Für Pflanzen bedeuten milde Temperaturen zum Winterstart, dass sie zum Teil früher aus ihren Ruhephasen erwachen und austreiben. Das sei riskant, weil weil Spätfröste im Januar/Februar dann Knospen und junge Triebe schädigen können, so Wald und Holz. Milde Temperaturen gepaart mit feuchter Luft würden zudem die Verbreitung von Pilzsporen und Krankheitserregern begünstigen und die Atmungs- und Stoffwechselaktivität der Bäume erhöhen. Das kann an Standorten, die im Winter eigentlich bestimmte Wasserreserven brauchen, zu Stress führen.
Winterschläfer erwachen früher - Rehe aktiver
Auch für viele Tiere bedeuten milde Temperaturen Probleme, etwa wenn sie wie Igel, Siebenschläfer oder Fledermäuse in Winterschlaf bzw. Winterruhe sind. Sollte es zu lange zu warm sein, würden sie frühzeitig aktiv werden und so wertvolle Energiereserven verbrauchen. Dies gilt auch für Amphibien in Winterstarre.
Andere Tiere überwintern bei milden Temperaturen besser, wie Zecken, Milben und manche Insekten, aber auch Wildschweine oder Rehe, die dann auch aktiver sind und mehr Nahrung brauchen, was sich wiederum auf die Vegetation, andere Wildtiere, aber auch auf Vögel und Menschen auswirkt. Wenn es mehr Rehe oder anderes Schalenwild in den Wäldern gibt, kann der Wuchs junger Bäume gestört werden. Auch könnten bestimmte Vögel, die eigentlich für den Winter in Richtung Süden ziehen, vor Ort bleiben und das Ökosystem verändern. Des Weiteren könnte die Verbreitung der Vogelgrippe beeinflusst werden.
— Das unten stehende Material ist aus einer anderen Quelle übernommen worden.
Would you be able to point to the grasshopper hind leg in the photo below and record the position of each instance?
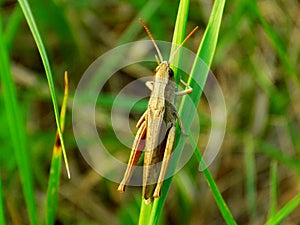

Population von Schädlingen steigt
Frost tötet traditionell große Teile der Larven von Borkenkäfern und anderen Insekten ab. Ohne Frost können deren Populationen explodieren. Das ist z. B. ein Grund für die extremen Borkenkäfer-Schäden der letzten Jahre. Auch beim Baubestand kann es zu Veränderungen kommen, weil frosttolerante Arten unter Druck geraten und wärmebegünstigte Arten wie Eiche, Douglasie, Esskastanie und manche mediterranen Arten profitieren. Wenn es nicht friert, bleibt zudem der Waldboden weicher und matschiger, was für Forstmaschinen zum Problem werden kann, was die Waldbewirtschaftung erschwert.
Bestimmte Bäume sind anpassungsfähig
Ob Bäume mit dem selteneren Frost und den veränderten klimatischen Bedigungen zurechtkommen, hängt laut Wald und Holz stark von der jeweiligen Art ab. Arten wie Die Anpassungsfähigkeit hängt stark von der Baumart ab. Eiche, Hainbuche, Linde, Tanne oder Douglasie haben etwa eine hohe Anpassungsfähigkeit. Fichte, Birke oder Rotbuche haben es dagegen schwerer, vor allem, wenn der Bestand schon älter ist. Künftig werde sich der Wald im Sauerland hin zu mehr Mischwäldern mit eher wärmeliebenden Arten entwickeln.